Corpus analysis

Overview and introduction

One of the goals of the giellatekno-project is to provide easy access to the text materials for non-commercial purposes such as research. The text materials will be available through a query processing tool: a tool with which a user can fetch different types of data from the Sámi corpora. The raw corpus material is collected in co-operation with the owners of the documents. The documents are preprocessed so that the texts can be used in research. The process of text collection is described in documents corpus_conversion.html and corpus_conversion_tech.html. This documents describes the process where the document is transferred to the graphical corpus interface. The graphical corpus interface is developed and maintaned byTextlaboratorietin the university of Oslo.

How to parallelize documents

Files that are ready to be parellellised exist in $GTFREE/prestable/converted. The steps to parallelize between sme and nob are:

Compile the tools needed for further refinement of the input files:
1. cd $GTHOME/gt
2. make GTLANG=sme
3. make GTLANG=sme abbr
4. cd $GTHOME/st/nob/src
5. make
Make an anchor file using the command (note that different text domains may have different additional anchor files):
- generate-anchor-list.pl --lang1=sme --lang2=nob --outdir=$GTFREE $GTHOME/gt/common/src/anchor.txt $GTHOME/gt/common/src/anchor_admin.txt
Compile TCA2, the sentence aligner, using these commands:
- cd $GTHOME/tools/alignment-tools/tca2
- ant

The files may be parallellised in commandline mode.

Parallelize the files in $GTFREE/prestable/converted/sme and $GTFREE/prestable/converted/nob using this command:
- for file in `find $GTFREE/prestable/converted/sme -name \*.xml | grep -v .svn`; do corpus-parallel.pl --lang1=sme --lang2=nob $file ; done
The output is found in $GTFREE/prestable/tmx/smenob/<sme-filename>.tmx

The files may also be parallellised in graphical mode.

Issue the command
- ` java -jar $GTHOME/tools/alignment-tools/tca2/dist/lib/alignment.jar `
To load files when starting tca2 in gui mode, issue this command:
- ` java -jar $GTHOME/tools/alignment-tools/tca2/dist/lib/alignment.jar -anchor= -in1= -in2= `

To parallelize the other way, exchange the values for lang1 and lang2 in step 2 and 4, and change the find command in step 4 to find $GTFREE/prestable/converted/nob

Analyzing the corpus text.

The files and formats

The project-internal corpus format contains the basic elements, such as paragraphs, lists and tables that can be extracted from the original document format. The xml-format of the Saami corpus resources is documented in corpus_conversion.html

The original name of the document is preserved in the process with the suffix indicating the document type, e.g. file.doc. When the text is extracted from the original document and moved to xml-structure the file gets the extension .xml. So the resulting file is file.doc.xml. This file is used as a basis for analysis. The analyzed corpus text is by default stored to a file file.doc.analyzed.xml. There is one intermediate format which is used for alignment of the parallel texts, those files are indicated with suffix .sent.xml, e.g. file.doc.sent.xml.

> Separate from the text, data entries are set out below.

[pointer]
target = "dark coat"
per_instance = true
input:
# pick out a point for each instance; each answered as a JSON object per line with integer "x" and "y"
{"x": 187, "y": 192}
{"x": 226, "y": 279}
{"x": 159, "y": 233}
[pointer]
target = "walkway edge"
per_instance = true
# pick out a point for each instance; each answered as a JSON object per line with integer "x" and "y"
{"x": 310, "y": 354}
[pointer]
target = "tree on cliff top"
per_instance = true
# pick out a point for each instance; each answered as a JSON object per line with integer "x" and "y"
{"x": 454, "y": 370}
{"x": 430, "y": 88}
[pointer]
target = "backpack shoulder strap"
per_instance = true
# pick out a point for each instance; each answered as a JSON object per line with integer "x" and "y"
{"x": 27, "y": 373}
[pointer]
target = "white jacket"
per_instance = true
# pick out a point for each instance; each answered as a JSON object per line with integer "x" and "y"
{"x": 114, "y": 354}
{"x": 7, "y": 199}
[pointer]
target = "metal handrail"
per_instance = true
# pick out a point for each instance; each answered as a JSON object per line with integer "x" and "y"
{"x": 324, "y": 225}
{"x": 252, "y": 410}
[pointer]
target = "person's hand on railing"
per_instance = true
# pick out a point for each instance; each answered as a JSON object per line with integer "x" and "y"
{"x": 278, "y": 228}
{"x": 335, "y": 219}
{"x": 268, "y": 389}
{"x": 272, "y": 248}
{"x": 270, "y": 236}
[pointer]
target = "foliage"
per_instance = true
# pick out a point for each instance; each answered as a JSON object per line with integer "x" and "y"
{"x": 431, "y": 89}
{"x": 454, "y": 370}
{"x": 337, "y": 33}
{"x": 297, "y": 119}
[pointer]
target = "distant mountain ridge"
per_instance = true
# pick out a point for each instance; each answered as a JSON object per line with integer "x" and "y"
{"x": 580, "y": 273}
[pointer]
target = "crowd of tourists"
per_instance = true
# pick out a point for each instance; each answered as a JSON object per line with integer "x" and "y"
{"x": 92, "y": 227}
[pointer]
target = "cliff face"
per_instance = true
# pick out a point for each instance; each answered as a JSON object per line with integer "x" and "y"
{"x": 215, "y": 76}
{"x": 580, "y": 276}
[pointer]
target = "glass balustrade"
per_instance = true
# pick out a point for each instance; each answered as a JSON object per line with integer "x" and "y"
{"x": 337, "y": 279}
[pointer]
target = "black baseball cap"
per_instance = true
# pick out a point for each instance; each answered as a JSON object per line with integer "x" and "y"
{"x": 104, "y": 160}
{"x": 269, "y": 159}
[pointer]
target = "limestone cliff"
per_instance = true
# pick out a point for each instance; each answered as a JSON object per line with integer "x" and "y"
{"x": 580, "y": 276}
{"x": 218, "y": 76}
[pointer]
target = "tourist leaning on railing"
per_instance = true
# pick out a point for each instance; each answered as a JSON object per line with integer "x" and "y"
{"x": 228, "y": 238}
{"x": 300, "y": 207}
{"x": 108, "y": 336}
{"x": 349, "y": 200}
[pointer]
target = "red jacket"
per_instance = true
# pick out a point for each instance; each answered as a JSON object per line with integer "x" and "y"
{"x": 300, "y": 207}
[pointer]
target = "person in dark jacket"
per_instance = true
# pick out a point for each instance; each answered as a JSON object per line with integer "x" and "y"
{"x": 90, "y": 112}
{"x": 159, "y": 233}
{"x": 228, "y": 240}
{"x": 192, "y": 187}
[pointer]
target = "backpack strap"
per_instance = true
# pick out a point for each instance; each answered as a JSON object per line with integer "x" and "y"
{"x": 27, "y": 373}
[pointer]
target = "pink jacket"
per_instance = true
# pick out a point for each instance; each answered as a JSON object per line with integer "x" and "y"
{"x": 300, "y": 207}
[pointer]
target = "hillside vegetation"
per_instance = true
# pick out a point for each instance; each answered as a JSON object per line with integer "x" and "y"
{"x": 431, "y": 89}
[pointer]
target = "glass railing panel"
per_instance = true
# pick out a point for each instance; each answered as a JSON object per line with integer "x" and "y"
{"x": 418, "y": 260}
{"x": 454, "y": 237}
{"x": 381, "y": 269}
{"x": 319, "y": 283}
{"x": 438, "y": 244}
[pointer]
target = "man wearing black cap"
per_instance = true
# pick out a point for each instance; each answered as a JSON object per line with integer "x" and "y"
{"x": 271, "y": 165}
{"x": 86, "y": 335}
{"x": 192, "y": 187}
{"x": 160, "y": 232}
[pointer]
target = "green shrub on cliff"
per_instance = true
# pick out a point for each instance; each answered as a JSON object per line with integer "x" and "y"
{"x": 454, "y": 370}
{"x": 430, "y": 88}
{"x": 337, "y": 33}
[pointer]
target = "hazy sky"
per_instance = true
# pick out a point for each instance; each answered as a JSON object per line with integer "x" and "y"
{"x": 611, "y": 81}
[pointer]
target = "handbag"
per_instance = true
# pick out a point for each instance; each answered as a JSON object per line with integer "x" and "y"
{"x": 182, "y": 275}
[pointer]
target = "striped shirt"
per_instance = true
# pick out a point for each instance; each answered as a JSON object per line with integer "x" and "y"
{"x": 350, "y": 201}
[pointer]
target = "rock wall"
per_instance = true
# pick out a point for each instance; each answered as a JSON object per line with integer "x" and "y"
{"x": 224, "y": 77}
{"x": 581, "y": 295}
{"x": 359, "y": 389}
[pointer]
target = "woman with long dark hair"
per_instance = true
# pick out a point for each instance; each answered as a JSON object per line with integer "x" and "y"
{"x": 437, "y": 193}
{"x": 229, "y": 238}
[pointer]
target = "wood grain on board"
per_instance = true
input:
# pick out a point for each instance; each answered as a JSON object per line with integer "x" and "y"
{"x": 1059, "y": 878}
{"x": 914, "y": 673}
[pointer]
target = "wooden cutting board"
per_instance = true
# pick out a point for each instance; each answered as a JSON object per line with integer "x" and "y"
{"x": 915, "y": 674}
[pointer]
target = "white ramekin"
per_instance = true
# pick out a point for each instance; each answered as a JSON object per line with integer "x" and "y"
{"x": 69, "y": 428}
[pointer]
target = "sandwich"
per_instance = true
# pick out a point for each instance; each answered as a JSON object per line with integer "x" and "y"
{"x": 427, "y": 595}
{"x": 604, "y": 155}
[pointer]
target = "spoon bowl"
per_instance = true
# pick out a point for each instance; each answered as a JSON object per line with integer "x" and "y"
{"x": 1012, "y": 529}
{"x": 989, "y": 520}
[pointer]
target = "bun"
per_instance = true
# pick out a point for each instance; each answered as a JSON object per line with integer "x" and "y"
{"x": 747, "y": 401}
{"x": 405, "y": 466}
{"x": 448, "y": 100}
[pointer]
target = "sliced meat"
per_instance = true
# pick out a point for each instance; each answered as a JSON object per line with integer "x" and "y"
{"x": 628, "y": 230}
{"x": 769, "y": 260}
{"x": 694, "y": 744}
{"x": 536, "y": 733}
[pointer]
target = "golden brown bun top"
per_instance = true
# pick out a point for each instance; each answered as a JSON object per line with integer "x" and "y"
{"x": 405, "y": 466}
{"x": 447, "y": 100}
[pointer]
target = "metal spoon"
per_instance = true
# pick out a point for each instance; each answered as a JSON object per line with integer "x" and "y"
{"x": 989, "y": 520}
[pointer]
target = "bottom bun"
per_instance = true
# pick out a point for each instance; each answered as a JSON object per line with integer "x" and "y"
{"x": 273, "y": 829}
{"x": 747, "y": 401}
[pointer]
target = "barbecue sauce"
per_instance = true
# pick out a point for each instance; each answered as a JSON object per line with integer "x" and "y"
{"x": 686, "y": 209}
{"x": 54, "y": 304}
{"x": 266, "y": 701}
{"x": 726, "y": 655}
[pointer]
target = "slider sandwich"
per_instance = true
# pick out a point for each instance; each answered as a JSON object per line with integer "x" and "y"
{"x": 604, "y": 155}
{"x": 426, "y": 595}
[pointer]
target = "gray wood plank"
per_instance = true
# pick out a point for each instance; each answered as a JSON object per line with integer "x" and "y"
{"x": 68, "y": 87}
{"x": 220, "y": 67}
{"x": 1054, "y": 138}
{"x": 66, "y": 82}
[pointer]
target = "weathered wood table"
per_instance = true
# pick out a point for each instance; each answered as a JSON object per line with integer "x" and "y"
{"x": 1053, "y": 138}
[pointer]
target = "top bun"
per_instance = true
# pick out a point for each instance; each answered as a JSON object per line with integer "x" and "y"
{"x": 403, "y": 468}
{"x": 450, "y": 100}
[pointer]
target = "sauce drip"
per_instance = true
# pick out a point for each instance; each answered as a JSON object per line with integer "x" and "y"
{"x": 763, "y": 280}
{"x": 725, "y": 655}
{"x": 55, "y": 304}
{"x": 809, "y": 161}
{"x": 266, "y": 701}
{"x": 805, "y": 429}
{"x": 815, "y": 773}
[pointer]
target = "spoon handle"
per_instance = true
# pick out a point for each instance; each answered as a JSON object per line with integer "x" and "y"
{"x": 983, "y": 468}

The xml-files reside in either $GTFREE/converted or $GTBOUND/converted

XML-format of the analyzed corpus.

The XML format of the analyzed text is basically the following:

<p>
 <s>
  <w form="The">
  <reading lemma="the" POS="DET" />
  </w>
  <w form="flies">
  <reading lemma="fly" POS="N" />
  </w>
 </s>
</p>

See the description of the dtd.

The tool to analyze corpus files: `corpus-analyze.pl`

Usage:

corpus-analyze.pl [OPTIONS] XML-FILE

The document is stored to the corpus database in xml-format that consist of sections, paragraphs <p>, lists and tables. Table and list elements, which often contain numeric data, are excluded from the document when it’s prepared for analysis. The paragraphs that are marked in some other language than the main language of the document can be exclulded as well.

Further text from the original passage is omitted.